Despite a recent judicial verdict that eliminated the state’s freeze imposed on the assets of former footballer Mohamed Aboutrika, the government appealed against the verdict on Sunday, according to state-run newspaper Akhbar Al-Youm.
The government’s appeal highlighted the necessity of cancelling the aforementioned verdict, and requested the upholding of a governmental committee’s decision to freeze the famous footballer’s assets.
Earlier in February, Aboutrika was referred to prosecution on charges of funding the Muslim Brotherhood by a governmental committee tasked with the investigation of assets belonging to the Brotherhood’s members.
Recently in June, the Administrative Judicial Court accepted a lawsuit filed by Aboutrika, through which he appealed against the freeze imposed on his assets. The freeze was suspended afterwards.
On 8 May 2015, Aboutrika’s assets were frozen after a government committee announced the confiscation of properties belonging to tourism company Asshab Tours, in which the former Al-Ahly and national team player has shares. The committee announced afterwards that all of the player’s bank accounts have also been frozen.

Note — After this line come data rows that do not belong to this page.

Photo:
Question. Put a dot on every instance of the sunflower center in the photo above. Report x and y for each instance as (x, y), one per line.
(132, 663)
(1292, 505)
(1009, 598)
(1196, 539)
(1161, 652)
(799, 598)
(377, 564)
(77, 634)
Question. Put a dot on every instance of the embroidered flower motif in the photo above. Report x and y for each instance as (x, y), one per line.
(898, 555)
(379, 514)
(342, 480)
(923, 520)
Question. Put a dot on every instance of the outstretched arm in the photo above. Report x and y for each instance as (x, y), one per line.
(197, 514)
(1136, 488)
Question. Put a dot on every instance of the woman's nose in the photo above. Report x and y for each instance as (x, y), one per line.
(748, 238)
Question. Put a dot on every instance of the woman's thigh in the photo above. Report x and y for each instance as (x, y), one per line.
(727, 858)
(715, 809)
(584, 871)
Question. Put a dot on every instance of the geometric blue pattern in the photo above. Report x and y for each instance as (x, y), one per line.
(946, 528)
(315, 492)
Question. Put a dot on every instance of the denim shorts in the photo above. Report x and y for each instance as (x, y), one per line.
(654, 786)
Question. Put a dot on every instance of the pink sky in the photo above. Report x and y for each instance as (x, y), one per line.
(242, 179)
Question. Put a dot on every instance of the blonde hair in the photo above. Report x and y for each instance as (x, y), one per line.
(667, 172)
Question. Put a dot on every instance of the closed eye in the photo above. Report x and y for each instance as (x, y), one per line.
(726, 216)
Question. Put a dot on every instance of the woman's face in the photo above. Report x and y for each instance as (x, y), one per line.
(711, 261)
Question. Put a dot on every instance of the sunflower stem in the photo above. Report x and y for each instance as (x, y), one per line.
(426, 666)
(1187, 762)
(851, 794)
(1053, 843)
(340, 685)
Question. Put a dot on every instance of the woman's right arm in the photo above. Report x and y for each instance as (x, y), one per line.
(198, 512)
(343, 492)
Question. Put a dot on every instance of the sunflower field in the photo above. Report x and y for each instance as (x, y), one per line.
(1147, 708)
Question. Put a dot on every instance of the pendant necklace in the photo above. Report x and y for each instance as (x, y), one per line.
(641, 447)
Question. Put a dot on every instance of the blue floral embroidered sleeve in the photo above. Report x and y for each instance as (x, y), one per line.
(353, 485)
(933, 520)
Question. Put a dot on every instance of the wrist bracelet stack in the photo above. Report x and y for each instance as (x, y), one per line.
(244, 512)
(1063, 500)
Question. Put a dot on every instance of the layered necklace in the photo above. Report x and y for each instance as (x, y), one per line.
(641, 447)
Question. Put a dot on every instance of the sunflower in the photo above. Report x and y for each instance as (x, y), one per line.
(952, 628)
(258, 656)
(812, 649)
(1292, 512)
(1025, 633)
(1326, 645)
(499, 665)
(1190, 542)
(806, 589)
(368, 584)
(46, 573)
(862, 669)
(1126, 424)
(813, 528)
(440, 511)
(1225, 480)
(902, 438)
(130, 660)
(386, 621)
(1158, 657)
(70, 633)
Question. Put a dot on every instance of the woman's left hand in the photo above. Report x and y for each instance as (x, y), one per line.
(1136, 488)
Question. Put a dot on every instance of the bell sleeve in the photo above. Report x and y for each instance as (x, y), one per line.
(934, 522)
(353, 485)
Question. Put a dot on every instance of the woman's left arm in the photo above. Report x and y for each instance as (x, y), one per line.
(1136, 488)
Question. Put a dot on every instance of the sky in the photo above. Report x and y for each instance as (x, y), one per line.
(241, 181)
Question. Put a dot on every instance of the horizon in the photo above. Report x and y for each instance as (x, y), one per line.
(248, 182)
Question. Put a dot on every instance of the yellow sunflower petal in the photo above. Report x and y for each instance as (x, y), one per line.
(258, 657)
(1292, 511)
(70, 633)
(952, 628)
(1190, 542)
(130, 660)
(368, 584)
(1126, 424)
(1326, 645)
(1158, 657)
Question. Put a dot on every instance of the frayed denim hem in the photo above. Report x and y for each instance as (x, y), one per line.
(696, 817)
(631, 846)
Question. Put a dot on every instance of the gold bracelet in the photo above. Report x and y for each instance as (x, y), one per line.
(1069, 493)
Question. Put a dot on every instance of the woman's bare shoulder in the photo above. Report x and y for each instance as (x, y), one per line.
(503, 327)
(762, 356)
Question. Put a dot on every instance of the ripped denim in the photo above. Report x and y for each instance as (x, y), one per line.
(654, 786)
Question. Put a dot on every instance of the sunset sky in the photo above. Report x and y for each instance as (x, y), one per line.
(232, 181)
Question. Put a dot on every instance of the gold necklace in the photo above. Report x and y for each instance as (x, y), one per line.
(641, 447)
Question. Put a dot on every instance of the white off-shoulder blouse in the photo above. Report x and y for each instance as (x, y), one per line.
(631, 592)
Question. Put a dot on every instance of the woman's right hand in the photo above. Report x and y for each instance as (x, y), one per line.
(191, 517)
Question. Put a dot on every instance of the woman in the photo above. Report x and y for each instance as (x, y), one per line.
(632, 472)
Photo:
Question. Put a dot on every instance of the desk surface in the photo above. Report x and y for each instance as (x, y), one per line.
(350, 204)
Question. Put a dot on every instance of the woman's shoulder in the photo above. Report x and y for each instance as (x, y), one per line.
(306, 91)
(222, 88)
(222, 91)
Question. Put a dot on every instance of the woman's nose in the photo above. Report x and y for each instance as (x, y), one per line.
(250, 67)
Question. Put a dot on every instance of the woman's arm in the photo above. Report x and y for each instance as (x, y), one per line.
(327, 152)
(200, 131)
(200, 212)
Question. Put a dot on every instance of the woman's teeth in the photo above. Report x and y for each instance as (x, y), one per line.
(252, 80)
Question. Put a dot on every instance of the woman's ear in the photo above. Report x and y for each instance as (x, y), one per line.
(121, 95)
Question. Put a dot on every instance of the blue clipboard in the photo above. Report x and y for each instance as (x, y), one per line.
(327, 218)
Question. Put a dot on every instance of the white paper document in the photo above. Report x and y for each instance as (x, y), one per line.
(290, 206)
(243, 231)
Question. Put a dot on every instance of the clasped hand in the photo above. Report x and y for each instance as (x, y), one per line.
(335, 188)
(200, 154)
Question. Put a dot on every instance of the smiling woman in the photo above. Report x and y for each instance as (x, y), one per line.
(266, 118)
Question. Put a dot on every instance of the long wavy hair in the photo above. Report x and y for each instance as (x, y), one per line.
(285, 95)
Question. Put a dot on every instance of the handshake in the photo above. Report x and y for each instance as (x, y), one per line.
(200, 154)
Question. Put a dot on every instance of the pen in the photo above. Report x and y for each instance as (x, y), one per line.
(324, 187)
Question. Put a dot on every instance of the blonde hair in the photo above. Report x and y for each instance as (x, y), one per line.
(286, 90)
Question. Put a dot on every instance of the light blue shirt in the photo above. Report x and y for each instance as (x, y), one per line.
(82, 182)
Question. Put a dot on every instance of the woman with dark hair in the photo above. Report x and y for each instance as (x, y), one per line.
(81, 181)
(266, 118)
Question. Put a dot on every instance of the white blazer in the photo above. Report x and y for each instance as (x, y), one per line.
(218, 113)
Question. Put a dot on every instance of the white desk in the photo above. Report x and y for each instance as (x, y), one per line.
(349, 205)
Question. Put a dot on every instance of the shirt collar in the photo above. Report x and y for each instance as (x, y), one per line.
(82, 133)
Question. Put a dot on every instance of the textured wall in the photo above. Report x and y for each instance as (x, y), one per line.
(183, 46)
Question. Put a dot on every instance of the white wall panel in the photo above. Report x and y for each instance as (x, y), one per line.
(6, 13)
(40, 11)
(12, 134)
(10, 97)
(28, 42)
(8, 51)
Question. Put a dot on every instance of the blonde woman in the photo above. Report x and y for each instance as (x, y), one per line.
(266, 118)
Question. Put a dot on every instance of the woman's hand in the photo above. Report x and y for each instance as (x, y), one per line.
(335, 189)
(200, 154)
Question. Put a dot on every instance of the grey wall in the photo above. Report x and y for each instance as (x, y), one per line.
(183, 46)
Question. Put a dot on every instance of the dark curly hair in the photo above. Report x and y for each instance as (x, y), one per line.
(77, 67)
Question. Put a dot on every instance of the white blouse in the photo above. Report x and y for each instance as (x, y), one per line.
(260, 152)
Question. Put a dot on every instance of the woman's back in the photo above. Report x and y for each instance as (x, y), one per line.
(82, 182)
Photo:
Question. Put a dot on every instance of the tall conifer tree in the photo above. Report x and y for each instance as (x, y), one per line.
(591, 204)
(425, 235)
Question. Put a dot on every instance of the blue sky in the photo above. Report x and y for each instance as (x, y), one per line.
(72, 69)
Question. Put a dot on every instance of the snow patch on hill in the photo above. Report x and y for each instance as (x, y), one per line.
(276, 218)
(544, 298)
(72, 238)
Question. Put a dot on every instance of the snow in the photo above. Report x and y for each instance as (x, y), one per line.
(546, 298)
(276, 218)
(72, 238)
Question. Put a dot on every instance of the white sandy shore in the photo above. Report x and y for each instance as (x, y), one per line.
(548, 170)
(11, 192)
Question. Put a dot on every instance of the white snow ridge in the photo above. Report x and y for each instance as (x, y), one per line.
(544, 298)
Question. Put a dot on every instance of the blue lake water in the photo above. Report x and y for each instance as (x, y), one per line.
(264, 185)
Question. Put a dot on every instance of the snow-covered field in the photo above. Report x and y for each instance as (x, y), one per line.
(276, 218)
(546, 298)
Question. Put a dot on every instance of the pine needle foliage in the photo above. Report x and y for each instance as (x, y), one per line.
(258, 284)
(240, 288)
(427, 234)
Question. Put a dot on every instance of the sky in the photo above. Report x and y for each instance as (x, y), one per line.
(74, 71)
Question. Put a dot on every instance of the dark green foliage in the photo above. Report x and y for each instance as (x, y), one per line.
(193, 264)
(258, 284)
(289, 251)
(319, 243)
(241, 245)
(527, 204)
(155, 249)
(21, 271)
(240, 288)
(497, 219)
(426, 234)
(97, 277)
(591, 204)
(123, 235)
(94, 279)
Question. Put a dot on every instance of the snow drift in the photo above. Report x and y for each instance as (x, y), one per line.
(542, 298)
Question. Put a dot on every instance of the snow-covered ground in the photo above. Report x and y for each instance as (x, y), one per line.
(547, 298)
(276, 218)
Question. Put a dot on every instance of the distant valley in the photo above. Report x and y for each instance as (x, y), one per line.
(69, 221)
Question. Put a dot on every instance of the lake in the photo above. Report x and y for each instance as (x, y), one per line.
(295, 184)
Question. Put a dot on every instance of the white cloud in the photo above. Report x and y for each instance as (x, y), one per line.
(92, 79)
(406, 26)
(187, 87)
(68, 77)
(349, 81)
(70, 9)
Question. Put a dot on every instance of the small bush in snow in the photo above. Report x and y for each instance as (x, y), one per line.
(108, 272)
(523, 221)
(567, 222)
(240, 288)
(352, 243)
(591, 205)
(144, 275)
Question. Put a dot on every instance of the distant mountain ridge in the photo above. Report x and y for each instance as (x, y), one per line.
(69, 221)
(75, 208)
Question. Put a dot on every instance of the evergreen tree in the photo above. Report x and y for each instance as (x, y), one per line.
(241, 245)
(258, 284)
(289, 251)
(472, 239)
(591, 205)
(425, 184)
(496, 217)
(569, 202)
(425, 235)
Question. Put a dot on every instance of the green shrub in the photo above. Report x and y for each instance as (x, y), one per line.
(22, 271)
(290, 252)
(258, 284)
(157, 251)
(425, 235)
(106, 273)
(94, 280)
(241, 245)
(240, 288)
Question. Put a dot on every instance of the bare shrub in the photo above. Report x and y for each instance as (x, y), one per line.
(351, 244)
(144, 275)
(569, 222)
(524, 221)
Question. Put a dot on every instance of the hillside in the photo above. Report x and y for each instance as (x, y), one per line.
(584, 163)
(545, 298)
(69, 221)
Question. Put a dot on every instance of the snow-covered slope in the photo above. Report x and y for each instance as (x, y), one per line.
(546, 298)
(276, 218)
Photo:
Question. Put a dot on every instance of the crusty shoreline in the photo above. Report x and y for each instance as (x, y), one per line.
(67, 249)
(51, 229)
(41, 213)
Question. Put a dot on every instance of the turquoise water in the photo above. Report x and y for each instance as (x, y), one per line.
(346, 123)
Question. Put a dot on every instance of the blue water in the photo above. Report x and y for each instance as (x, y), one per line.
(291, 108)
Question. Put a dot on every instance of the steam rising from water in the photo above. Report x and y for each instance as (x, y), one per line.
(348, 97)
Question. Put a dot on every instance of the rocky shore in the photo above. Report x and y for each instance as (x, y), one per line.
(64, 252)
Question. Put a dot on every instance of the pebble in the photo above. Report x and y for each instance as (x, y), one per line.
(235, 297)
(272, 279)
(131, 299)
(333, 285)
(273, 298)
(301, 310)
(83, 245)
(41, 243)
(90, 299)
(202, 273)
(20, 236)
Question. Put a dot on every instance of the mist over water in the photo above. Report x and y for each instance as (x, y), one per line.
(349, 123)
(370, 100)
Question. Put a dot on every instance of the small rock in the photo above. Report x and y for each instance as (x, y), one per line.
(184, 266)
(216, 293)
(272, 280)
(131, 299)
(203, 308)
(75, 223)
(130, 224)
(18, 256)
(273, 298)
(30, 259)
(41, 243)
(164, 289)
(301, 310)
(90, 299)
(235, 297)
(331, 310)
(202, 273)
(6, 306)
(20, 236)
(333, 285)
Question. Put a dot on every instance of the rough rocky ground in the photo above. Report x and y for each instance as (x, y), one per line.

In a statement, the committee said the manager of the tourism company was a Brotherhood member who was detained pending trial. He was accused of committing “hostile acts” against the state.
The aforementioned manager used company funds to finance terrorist attacks, according to the committee. It further mentioned that the decision to seize the company is in compliance with a court decree demanding the confiscation of the company’s properties and the assets of its owners.
The player, who is known for his religious conservatism and has been regularly accused of being affiliated with the Brotherhood, had appealed the decision twice, but both appeals were rejected. Aboutrika supported the ouster of former Islamist president Mohamed Morsi during the 2012 presidential election, but has remained tight-lipped about his political allegiance since Morsi’s ouster in 2013.
The government committee authorised to monitor the assets of Brotherhood members was formed in October 2013 by the Ministry of Justice, and froze the assets of hundreds of the group’s members, non-governmental organisations, and companies affiliated with the group.
The Muslim Brotherhood was labelled as a terrorist organisation in 2013, following a court decision that banned the group, thus making it accountable under Article 86 of the Egyptian penal code.